Impact of a telemedicine system on work burden and mental health of healthcare providers working with COVID-19: a multicenter pre-post prospective study

JAMIA Open. 2022 May 20;5(2):ooac037. doi: 10.1093/jamiaopen/ooac037. eCollection 2022 Jul.

Abstract

Background: The coronavirus disease 2019 (COVID-19) pandemic impacts not only patients but also healthcare providers. This study seeks to investigate whether a telemedicine system reduces physical contact in addressing the COVID-19 pandemic and mitigates nurses' distress and depression.

Methods: Patients hospitalized with COVID-19 in 4 hospitals and 1 designated accommodation measured and uploaded their vital signs to secure cloud storage for remote monitoring. Additionally, a mat-type sensor placed under the bed monitored the patients' respiratory rates. Using the pre-post prospective design, visit counts and health care providers' mental health were assessed before and after the system was introduced.

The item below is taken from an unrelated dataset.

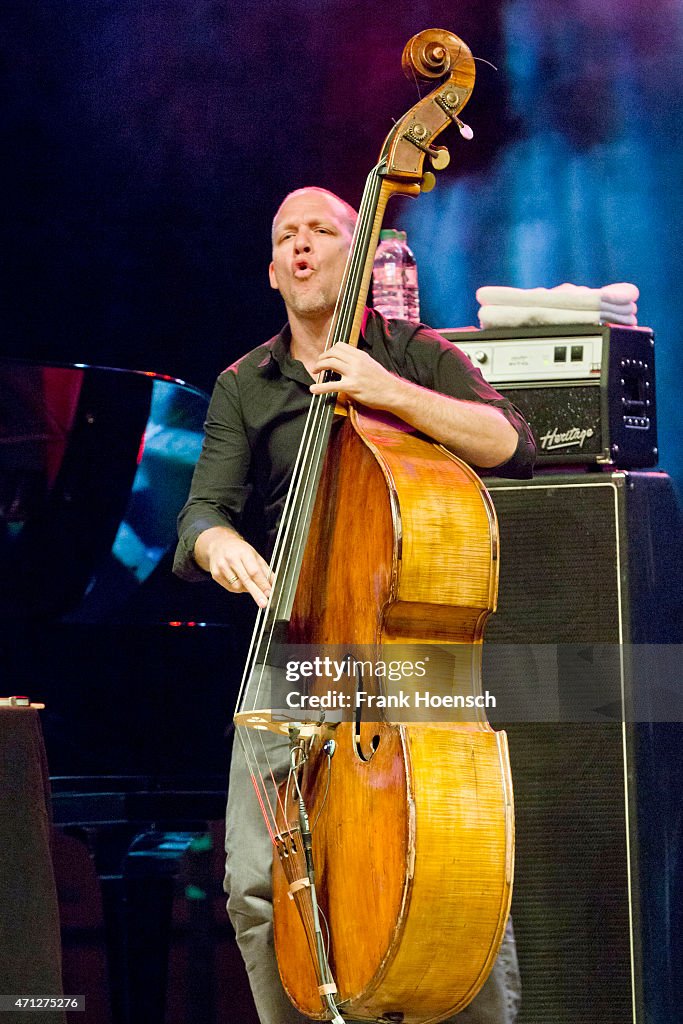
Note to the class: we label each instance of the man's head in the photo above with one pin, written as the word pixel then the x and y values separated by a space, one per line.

Results: A total of 100 nurses participated in the study. We counted the daily visits for 48 and 69 patients with and without using the telemedicine system. The average patient visits were significantly less with the system (16.3 [5.5-20.3] vs 7.5 [4.5-17.5] times/day, P = .009). Specifically, the visit count for each vital sign assessment was about half with the telemedicine system (all P < .0001). Most nurses responded that the system was easy to use (87.1%), reduced work burden (75.2%), made them feel relieved (74.3%), and was effective in reducing the infection risk in hospitals (79.1%) and nursing accommodations (95.0%). Distress assessed by Impact of Event Scale-Revised and depression by Patient Health Questionnaire-9 were at their minimum even without the system and did not show any significant difference with the system (P = .72 and .57, respectively).

Conclusions: Telemedicine-based self-assessment of vital signs reduces nurses' physical contact with COVID-19 patients. Most nurses responded that the system is easy and effective in reducing healthcare providers' infection risk.

Keywords: COVID-19; information and communication technology; noncontact monitoring; respiratory monitoring; telemedicine.